None of this says that any of these lawyers sought to violate the law. Nor does it say that the Administration sought to violate the law -- though it's hard not to think that if you believed harsh treatment was necessary to save American lives, as the leaders of the Administration thought, you might also feel that violating laws that forbade such harsh treatment was also necessary, and justified. (Mayer reports, at 305, the shock that one participant in a meeting felt when he heard "Scooter" Libby, Cheney's chief of staff, say of the CIA's secret program of detention and interrogation of high-value terrorist suspects that "Ninety-nine percent of what we do is legal" -- a statement which might mean that Libby, and others, knew that one percent was not.) If you felt that, you might also feel that you needed fig leaf legal opinions, which you'd then keep locked up; meanwhile, you would assure those in the field that their actions were legal, based on these secret opinions. Doing that is just plain illegal, and for a lawyer to help the client do that would also be just plain illegal. But as I say I'm not assuming that anyone acted with the intention to violate the law.
I'm not even saying that the torture statute is altogether easy to interpret. Unfortunately, in some respects -- not all -- it just isn't; that's a subject of the work-in-progress I mentioned a little earlier in this post.
But what seems to have happened, even if everyone acted within their conception of the law, is that a small group of lawyers maneuvered to impose their very extreme view of the law, with full knowledge that the government would use every inch of the space at the gate they had opened. Very possibly the lawyers also agreed with that government policy, though I don't think that fundamentally changes the issues of legal ethics; it is surely no more wrong to open a gate which you feel should be entered than to open one that you believe should not be used. (Of course, your preferences may affect your interpretations, and so there is reason to be cautious about endorsing as correct a legal reading that also happens to be the one you want.)
But this extreme view of the law was also mistaken; at least some of what was authorized actually was torture, and a great deal of it was unbearably cruel and inhumane. So I say; and one might respond, but what proves that I am right? And the answer is that nothing absolutely proves it; it is necessary to judge what legal provisions mean. But the impossibility of absolute certainty doesn't mean judgment is impossible; quite the contrary, it means judgment is essential.

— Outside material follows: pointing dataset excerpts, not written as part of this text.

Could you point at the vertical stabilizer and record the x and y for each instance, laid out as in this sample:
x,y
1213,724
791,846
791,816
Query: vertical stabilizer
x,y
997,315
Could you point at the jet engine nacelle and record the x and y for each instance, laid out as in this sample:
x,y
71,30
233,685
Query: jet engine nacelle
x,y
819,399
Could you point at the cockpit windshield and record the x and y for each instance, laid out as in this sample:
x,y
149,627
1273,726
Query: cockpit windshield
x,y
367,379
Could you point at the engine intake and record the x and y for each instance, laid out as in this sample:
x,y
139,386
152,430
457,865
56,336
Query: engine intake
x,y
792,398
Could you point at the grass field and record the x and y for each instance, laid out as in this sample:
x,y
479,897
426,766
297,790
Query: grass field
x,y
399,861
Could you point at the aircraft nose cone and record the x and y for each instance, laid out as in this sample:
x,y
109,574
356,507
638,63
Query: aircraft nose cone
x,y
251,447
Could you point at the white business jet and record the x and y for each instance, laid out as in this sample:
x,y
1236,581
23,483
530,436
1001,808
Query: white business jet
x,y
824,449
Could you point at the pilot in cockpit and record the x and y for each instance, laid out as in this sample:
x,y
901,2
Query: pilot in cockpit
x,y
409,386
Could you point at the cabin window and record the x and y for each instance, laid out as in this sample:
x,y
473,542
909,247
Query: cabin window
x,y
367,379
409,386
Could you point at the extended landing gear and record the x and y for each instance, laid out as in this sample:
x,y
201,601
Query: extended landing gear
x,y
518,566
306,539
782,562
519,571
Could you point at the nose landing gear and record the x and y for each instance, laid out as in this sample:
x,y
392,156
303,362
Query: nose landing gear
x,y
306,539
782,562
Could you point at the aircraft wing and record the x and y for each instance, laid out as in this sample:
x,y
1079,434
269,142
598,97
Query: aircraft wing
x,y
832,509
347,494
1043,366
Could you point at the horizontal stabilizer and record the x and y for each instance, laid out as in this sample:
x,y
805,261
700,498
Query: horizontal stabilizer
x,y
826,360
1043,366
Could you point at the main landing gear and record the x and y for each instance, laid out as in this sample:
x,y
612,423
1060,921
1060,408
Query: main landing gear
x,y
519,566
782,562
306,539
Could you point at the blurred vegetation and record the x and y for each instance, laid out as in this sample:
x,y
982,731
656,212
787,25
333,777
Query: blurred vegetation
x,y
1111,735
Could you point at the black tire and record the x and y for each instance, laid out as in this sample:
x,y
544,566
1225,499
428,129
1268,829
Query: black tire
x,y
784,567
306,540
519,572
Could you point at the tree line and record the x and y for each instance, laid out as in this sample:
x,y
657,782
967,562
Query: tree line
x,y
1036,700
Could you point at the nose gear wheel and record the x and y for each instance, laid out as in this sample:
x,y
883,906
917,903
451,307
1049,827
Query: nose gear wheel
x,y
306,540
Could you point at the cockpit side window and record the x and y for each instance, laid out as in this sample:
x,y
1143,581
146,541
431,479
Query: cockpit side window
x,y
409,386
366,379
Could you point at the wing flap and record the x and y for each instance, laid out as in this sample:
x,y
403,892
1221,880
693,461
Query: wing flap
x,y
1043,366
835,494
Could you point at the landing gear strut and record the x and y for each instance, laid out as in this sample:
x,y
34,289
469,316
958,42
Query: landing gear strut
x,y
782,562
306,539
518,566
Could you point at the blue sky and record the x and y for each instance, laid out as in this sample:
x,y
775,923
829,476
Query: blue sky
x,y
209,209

It seems to me that these lawyers misunderstood their responsibilities, in particular their gatekeeping responsibilities, and that those responsibilities were especially acute because the lawyers had maneuvered so intensely to secure them. I'm not contending that as a result these lawyers violated any rule of legal ethics or of the criminal law, or of the Nuremberg principles. What seems most important is simply to say that these errors were yet another of our country's profound overreactions to national security crises, and to repudiate them. It is very hard to avoid such overreactions, but important to try to learn after each failure, as fully as possible, what the failure was. The United States has conducted an experiment with torture, an experiment from which we ourselves will suffer for a long time to come. It is very important not to repeat it.